The 1970s proved to be the playground for an inordinate number of great actors, and if Jack Nicholson, Robert De Niro and Gene Hackman are among those tagged as the era’s national treasures, then it’s only fair for Bruce Dern to be deemed its buried treasure.

A mainstay in the cinema of that vibrant decade, Dern’s achievements included nabbing a Best Supporting Actor Oscar nomination for Coming Home, creating one of the screen’s great psychopaths in Black Sunday, playing Tom Buchanan in the best film version of The Great Gatsby and starring in Alfred Hitchcock’s final picture, Family Plot. He’s remained busy since this notable run ended in the early 1980s, but except for a recurring role on Big Love, it has almost always been in trifling parts.

Thus, it’s Alexander Payne to the rescue, as the director of Sideways and The Descendants has provided Dern with one of the meatiest roles of his long career in Nebraska. Working from a script by Bob Nelson, Payne has allowed the actor to recapture the spotlight, and he responds with an excellent performance of the lived-in kind, free of artifice and making no plays for audience sympathy or understanding.
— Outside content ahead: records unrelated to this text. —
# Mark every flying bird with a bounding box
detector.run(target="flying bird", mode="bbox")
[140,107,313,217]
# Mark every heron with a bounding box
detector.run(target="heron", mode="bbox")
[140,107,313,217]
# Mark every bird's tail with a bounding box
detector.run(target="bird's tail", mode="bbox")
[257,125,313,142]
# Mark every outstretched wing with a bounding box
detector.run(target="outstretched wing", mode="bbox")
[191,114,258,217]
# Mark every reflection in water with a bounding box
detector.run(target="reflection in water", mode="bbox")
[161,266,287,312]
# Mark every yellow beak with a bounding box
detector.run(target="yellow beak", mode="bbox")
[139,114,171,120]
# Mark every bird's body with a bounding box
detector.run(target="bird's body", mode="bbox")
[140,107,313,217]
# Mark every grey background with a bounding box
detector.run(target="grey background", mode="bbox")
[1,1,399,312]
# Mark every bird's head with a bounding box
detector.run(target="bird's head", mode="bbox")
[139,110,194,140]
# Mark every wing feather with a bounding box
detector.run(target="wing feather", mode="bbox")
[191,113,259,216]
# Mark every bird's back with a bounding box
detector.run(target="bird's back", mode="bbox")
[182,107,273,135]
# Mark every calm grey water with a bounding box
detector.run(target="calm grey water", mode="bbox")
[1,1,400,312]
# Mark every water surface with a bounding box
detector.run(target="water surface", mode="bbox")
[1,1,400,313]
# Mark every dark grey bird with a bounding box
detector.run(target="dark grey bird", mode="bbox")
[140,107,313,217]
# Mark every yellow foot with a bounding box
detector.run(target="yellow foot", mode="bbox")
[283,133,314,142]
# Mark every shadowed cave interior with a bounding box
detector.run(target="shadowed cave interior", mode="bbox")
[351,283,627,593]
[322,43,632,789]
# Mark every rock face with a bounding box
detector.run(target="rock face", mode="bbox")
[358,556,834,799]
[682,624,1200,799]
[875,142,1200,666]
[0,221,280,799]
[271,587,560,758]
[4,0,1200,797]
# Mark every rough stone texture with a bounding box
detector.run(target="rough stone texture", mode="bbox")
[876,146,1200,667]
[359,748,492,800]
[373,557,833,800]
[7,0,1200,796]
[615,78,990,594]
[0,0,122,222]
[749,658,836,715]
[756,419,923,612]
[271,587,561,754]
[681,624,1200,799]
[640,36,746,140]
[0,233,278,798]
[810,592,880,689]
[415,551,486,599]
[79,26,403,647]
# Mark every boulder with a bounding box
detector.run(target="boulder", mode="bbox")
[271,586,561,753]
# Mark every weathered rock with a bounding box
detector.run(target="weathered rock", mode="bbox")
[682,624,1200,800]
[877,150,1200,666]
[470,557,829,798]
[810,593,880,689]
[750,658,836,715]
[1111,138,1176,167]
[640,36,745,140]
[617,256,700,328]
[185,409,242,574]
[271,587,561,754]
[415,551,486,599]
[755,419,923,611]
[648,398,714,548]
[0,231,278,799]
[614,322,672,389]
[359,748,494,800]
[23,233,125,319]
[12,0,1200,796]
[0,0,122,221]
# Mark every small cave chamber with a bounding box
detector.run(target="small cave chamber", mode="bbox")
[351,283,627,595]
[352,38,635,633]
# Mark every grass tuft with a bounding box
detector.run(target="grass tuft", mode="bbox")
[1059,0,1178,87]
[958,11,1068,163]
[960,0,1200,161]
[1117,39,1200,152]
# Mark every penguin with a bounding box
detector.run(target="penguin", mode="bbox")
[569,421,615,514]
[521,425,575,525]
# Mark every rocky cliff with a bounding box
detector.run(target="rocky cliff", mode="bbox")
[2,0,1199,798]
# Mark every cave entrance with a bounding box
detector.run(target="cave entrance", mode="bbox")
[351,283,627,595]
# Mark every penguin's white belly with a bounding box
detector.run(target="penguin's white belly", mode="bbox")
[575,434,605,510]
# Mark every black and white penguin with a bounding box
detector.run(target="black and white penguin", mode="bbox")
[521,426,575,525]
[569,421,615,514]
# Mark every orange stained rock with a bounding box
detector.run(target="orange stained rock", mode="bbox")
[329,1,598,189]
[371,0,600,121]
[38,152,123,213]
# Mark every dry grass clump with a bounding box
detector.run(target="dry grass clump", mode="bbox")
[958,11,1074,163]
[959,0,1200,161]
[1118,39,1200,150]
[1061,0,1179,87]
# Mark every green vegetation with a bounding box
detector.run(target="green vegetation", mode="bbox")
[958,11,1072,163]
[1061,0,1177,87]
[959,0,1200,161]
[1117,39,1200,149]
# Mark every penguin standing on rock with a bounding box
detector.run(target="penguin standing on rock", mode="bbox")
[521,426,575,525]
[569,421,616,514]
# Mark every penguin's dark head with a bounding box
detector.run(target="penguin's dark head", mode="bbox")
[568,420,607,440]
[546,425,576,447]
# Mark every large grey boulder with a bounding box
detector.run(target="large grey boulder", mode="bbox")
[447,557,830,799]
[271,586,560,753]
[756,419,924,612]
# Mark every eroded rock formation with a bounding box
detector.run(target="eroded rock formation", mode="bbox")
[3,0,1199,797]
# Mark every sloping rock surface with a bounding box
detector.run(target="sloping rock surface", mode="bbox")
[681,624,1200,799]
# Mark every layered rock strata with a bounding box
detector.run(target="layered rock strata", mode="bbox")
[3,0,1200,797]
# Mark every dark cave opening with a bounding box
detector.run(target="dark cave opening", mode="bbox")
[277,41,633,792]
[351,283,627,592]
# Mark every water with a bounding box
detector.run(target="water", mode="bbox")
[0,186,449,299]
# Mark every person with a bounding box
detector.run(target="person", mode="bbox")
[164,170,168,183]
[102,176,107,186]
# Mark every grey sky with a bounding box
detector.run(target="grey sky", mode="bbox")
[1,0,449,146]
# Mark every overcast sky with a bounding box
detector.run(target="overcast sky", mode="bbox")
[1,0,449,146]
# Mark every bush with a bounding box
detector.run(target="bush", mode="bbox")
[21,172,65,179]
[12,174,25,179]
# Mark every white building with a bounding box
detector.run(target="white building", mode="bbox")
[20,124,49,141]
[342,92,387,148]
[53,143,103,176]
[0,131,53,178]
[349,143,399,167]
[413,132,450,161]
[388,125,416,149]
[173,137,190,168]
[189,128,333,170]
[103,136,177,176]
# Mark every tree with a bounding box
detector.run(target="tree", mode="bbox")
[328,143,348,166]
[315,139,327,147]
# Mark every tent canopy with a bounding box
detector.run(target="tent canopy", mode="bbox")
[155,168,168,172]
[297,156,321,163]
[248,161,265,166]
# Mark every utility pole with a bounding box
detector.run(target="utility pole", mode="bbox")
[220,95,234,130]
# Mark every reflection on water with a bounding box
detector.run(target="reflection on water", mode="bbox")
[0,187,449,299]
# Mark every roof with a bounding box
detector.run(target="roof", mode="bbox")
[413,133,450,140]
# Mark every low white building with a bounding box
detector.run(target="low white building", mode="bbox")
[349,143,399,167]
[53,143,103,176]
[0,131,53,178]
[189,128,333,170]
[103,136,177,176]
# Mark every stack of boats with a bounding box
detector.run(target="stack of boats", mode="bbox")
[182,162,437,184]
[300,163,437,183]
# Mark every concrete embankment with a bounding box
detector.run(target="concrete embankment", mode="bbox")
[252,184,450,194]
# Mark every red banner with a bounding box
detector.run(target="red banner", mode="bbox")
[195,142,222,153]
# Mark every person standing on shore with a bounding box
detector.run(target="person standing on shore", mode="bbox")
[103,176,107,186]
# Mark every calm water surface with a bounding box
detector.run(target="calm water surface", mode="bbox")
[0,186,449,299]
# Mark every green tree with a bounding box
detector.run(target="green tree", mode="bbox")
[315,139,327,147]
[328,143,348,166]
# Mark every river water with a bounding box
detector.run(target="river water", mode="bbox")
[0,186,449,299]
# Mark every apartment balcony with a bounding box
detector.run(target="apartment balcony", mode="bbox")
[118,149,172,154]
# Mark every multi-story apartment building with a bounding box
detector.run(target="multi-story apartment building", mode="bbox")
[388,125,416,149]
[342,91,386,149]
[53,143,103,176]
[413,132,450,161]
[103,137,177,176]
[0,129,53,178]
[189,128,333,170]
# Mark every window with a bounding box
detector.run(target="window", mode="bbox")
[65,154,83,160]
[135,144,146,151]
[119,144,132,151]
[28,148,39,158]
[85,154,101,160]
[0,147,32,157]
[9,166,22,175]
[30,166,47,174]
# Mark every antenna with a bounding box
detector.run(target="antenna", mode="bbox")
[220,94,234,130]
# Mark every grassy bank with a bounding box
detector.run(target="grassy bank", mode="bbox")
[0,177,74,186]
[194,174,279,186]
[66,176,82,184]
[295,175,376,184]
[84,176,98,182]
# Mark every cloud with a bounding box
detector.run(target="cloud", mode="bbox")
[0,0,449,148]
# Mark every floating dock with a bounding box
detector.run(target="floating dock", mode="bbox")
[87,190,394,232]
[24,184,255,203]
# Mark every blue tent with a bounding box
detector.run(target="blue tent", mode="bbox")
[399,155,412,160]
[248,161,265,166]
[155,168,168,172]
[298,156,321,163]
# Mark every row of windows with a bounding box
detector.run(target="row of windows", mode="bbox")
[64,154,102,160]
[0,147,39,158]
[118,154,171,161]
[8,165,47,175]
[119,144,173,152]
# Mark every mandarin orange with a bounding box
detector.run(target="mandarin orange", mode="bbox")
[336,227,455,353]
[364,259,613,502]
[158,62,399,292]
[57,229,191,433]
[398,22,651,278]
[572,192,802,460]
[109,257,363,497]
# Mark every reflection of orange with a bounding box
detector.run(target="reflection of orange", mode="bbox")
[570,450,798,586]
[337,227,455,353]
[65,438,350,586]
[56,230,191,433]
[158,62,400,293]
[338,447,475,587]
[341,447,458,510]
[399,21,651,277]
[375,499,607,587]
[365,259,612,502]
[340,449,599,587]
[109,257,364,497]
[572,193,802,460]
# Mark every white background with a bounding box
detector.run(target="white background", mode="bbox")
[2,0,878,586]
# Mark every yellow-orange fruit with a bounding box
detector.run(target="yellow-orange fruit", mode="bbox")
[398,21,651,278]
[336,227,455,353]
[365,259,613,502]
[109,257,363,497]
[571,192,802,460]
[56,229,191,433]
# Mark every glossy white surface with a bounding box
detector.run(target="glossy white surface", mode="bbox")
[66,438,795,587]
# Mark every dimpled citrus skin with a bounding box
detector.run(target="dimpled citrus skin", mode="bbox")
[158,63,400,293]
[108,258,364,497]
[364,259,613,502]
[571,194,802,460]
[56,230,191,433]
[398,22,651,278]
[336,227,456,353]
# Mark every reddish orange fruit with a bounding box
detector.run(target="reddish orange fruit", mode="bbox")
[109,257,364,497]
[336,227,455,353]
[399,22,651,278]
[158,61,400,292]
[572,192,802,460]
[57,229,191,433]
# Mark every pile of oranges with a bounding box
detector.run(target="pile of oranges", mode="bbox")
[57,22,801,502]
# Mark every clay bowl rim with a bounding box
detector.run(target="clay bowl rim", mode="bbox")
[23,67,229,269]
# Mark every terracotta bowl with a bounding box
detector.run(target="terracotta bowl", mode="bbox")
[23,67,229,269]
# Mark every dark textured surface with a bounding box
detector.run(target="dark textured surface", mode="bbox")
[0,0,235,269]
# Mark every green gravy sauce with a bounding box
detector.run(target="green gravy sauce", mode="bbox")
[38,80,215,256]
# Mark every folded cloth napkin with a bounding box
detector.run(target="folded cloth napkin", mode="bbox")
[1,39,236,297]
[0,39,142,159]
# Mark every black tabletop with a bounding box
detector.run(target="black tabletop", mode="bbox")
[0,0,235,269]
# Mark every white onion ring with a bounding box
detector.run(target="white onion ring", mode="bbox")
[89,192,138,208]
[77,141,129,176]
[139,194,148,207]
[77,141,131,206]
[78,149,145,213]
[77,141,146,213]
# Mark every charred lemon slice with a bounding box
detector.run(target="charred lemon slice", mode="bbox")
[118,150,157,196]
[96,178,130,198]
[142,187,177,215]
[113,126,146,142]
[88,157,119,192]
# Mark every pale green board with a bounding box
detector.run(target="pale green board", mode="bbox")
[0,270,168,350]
If we respond charitably toward his ornery, infuriating and not particularly pleasant character, it’s only because we determine it’s the right thing to do, not because of any showboat softening on Dern’s part.

This cantankerous coot, Woody Grant, has spent his life complacently — even at times unhappily — married to the outspoken Kate (a hilarious June Squibb), serving as a poor father to his now-grown sons David (Will Forte, wisely taking a break from awful comedies) and Ross (Bob Odenkirk) and drowning himself in the bottle whenever possible.

Now a senior citizen who might have a touch of Alzheimer’s about him, he’s motivated to get off the couch because he believes he won a million dollars and wants to head from his Billings, Montana home to Lincoln, Nebraska to pick it up. He didn’t win anything, of course — he merely received one of those sweepstakes scam letters used to hawk magazine subscriptions — but he won’t hear of it, convinced that the cash is being kept for him at the company’s Lincoln headquarters.

Once it becomes apparent that he’s going to keep wandering off with the intent of hoofing it until he drops, David finally decides to drive the old man himself.

Nebraska is reminiscent of Payne’s 2002 film About Schmidt, in which another deeply flawed individual (played by Jack Nicholson) embarks on a road trip in which he never quite discovers enough about himself or others like he should.

Yet it also stirs memories of Peter Bogdanovich’s The Last Picture Show: Like that 1971 classic, this new film is also shot in black and white (by Phedon Papamichael), a creative decision that serves to make the landscapes even more stark and the characters’ lives even more drab.

While some of the characters are accurate reproductions of rural yokels (especially a pair of mouth-breathing brothers played by Devin Ratray and Tim Driscoll), others, like Woody’s bullying buddy Ed Pegram (Stacy Keach), will be familiar to everyone from Poughkeepsie to Pasadena.

Indeed, it’s the film’s universal truths — among them the constant splintering and rebuilding of familial relations, the open road as an open-ended metaphor, and the need for continued purpose and relevance as one grows older — that makes Nebraska less a movie involving a specific state and more a film evoking a specific state of mind.